Listeyi hemen hazırladım. Bu listede şu isimler vardı: Hafız Sadettin Kaynak, Sultan Selimli Rıza, Beşiktaşlı Hafız Rıza, Süleymaniye Camii Baş Müezzini Kemâl, Beylerbeyli Fahri, Darüttalim-i Musiki âzasından Büyük Zeki, Muallim Nuri ve Hafız Burhan Beyler… Listede ismini yazdıklarımın hepsi ertesi akşam için Dolmabahçe Sarayına dâvet edildi.
İstanbul’un bu belli başlı hafızları ertesi akşam saraya geldiler. Kendilerini Bolu mebusu Cemil Bey karşıladı ve doğruca Maarif Vekili Dr. Reşit Galip Beye götürdü. O ana kadar bunların niçin çağırılmış olduğunu ben de bilmiyordum. O gün anladık ki, tercüme ettirilmiş olan Bayram Tekbiri kendilerine meşk ettirilecektir.
Hafızlar ikişer ikişer oldular ve şu metin üzerinden meşke başladılar: ”Allah büyüktür, Allah büyüktür.”
Sultan Selimli Hafız Rıza Efendi bu tercümeye itiraz etti. Bolu mebusu Cemil Beye dönerek:
“- Efendim, dedi. Türkün Tanrısı vardır. Bu “Tanrı” şeklinde okunursa daha muvafık olur kanaatindeyim.”

Rıza Efendinin bu teklifini Cemil Bey pek ilgi çekici bulmuş olmalı ki, arz etmek üzere hemen Atatürk’ün huzuruna girdi. Döndüğü zaman hepimizi Gazi’nin yanına götürdü. Atatürk, tekbir tercümesinin sadeleştirilmesi hususunda gösterilen arzu üzerine:
“- Peki arkadaşlar, dedi. Tekbirin tercümesini okuyunuz bakalım.”
Okundu: “Tanrı uludur, Tanrı uludur. Tanrı’dan başka Tanrı yoktur. Tanrı uludur, Tanrı uludur ve hamd ona mahsustur.”
Atatürk bu tercüme şeklini çok beğendi. O gece geç vakitlere kadar huzurlarında kalındı, hep bu konu üzerinde saatler süren irşat edici direktiflerde bulundular ve hafızların ertesi akşam yine gelmelerini emrettiler.
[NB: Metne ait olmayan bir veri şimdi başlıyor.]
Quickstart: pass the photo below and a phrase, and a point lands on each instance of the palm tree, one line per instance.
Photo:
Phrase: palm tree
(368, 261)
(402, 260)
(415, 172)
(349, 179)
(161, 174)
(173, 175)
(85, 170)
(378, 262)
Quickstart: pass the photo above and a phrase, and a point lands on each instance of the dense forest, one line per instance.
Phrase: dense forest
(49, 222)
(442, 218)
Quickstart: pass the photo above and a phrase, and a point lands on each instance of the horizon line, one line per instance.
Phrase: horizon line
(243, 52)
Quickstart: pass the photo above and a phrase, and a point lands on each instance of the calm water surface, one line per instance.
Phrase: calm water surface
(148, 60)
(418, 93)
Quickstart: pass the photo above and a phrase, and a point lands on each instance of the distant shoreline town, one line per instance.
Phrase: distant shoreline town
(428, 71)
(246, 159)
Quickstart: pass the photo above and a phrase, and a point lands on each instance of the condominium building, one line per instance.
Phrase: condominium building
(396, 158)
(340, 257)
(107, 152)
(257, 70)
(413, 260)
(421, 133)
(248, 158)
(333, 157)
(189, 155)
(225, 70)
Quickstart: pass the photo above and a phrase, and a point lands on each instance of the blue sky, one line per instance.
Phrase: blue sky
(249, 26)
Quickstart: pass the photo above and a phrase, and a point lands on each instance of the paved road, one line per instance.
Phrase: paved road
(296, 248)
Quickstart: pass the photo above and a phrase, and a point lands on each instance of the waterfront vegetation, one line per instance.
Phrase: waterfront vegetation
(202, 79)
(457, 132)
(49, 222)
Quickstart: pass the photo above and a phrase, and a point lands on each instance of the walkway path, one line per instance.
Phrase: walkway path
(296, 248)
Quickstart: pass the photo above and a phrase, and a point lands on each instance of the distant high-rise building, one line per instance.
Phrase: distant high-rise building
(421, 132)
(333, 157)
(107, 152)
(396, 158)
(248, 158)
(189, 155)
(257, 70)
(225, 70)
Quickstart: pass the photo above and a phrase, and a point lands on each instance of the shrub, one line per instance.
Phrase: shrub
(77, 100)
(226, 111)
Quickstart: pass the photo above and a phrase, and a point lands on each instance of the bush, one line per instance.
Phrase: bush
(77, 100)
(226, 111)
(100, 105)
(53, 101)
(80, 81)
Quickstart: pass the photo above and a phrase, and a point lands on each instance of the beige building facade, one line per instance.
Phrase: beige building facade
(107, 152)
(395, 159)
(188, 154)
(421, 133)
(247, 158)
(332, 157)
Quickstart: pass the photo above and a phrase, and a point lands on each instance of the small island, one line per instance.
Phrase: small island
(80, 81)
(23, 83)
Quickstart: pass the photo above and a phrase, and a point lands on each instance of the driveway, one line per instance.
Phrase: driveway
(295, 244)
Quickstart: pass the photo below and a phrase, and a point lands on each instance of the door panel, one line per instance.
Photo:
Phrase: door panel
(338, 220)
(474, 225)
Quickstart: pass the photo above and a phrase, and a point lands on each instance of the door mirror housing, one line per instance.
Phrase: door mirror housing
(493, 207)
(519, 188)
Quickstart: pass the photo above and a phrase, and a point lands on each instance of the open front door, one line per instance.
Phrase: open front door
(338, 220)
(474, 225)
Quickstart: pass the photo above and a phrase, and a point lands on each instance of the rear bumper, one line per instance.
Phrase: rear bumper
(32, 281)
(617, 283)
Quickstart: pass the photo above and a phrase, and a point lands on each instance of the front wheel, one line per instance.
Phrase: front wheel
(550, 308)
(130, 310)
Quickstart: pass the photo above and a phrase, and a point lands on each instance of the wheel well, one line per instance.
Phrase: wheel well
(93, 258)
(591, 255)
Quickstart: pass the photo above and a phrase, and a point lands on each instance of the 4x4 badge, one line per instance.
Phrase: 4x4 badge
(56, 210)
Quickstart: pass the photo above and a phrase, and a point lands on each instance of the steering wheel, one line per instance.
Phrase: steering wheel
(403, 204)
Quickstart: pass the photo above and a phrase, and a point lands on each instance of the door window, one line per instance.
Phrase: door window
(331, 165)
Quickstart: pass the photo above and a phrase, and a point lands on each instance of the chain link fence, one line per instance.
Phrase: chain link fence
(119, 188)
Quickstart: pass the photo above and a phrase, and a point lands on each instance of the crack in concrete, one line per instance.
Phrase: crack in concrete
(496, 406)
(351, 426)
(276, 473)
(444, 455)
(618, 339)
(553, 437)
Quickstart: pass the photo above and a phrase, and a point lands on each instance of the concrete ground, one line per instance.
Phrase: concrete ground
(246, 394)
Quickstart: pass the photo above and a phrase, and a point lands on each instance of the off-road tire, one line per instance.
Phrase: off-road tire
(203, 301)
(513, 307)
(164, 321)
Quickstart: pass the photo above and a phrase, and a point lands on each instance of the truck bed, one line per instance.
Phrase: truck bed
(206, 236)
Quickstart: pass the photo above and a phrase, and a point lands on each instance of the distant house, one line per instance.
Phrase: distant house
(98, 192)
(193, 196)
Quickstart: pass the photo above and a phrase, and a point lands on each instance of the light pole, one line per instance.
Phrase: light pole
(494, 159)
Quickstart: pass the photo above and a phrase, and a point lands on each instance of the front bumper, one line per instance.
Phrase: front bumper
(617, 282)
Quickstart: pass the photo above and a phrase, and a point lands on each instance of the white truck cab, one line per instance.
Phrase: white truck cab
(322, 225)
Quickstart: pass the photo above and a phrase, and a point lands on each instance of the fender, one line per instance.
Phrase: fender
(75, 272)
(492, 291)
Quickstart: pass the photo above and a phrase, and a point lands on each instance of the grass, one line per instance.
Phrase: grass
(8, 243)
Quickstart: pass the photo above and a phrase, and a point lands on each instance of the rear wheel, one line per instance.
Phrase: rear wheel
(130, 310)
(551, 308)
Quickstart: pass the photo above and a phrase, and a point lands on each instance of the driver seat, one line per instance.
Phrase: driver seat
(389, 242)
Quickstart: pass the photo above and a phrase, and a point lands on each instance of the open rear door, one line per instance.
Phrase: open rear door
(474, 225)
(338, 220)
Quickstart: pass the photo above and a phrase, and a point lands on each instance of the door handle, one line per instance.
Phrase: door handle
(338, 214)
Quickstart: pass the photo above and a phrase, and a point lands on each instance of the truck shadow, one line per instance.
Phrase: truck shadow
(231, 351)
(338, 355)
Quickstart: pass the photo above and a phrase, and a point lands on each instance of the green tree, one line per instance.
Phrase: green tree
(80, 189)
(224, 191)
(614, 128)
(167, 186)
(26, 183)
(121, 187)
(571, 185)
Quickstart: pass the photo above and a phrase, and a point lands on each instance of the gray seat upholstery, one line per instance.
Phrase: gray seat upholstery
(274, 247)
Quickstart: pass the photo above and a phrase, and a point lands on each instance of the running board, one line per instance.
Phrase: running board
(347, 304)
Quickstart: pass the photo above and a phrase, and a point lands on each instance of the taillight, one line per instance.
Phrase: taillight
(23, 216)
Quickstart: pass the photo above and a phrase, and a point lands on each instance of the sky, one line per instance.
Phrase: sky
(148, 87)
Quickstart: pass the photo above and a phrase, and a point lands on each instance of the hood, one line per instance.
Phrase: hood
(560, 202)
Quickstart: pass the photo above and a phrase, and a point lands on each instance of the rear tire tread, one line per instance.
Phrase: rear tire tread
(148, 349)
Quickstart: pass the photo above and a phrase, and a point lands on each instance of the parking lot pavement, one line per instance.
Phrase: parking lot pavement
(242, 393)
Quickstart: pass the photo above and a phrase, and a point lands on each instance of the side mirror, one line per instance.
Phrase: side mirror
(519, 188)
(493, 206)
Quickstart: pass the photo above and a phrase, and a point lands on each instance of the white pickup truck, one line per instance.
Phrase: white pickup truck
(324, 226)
Ertesi akşam ayni zevatla Atatürk’ün huzurunda toplandık. Gazi, Cemil Sait Beyin Kur’ân tercümesini getirtti. Ayağa kalkıp Kur’ân-ı Kerimi ellerine aldılar. Ceketinin önlerini iliklediler. “Fatiha Suresi”nin tercümesini açıp halka hitap ediyormuş gibi okudular. Bu davranışlariyle onlara halka hitap san’atını öğretmiş oluyorlardı.
Sonra hepsine ayrı ayrı hangi camide mukabele okuduklarını sordu. Aldığı cevaplar üzerine şu tavsiyede bulundu:
“- Arkadaşlar! Hepinizden ayrı ayrı memnun kaldım. Bu mübarek ay vesilesiyle camilerde yaptığınız mukabelenin son sahifelerini Türkçe olarak cemaate izah ediniz. Halkın dinlediği mukabelenin mânâsını anlamasında çok fayda vardır.”
Yemekten sonra huzurlarından ayrılırken bana dönerek:
“- Siz kalınız Yaşar Bey” dedi. Dr. Reşit Galip ve Kılıç Ali Beyler de orada idi. Onlara dönerek:
“- Gazeteleri haberdar ediniz, dediler. Yaşar Bey öbür gün Yere Batan Camiinde “Yâsin Suresi”nin tercümesini okuyacaktır. Camide yapılacak merasimin tanzimine sizleri memur ediyorum.”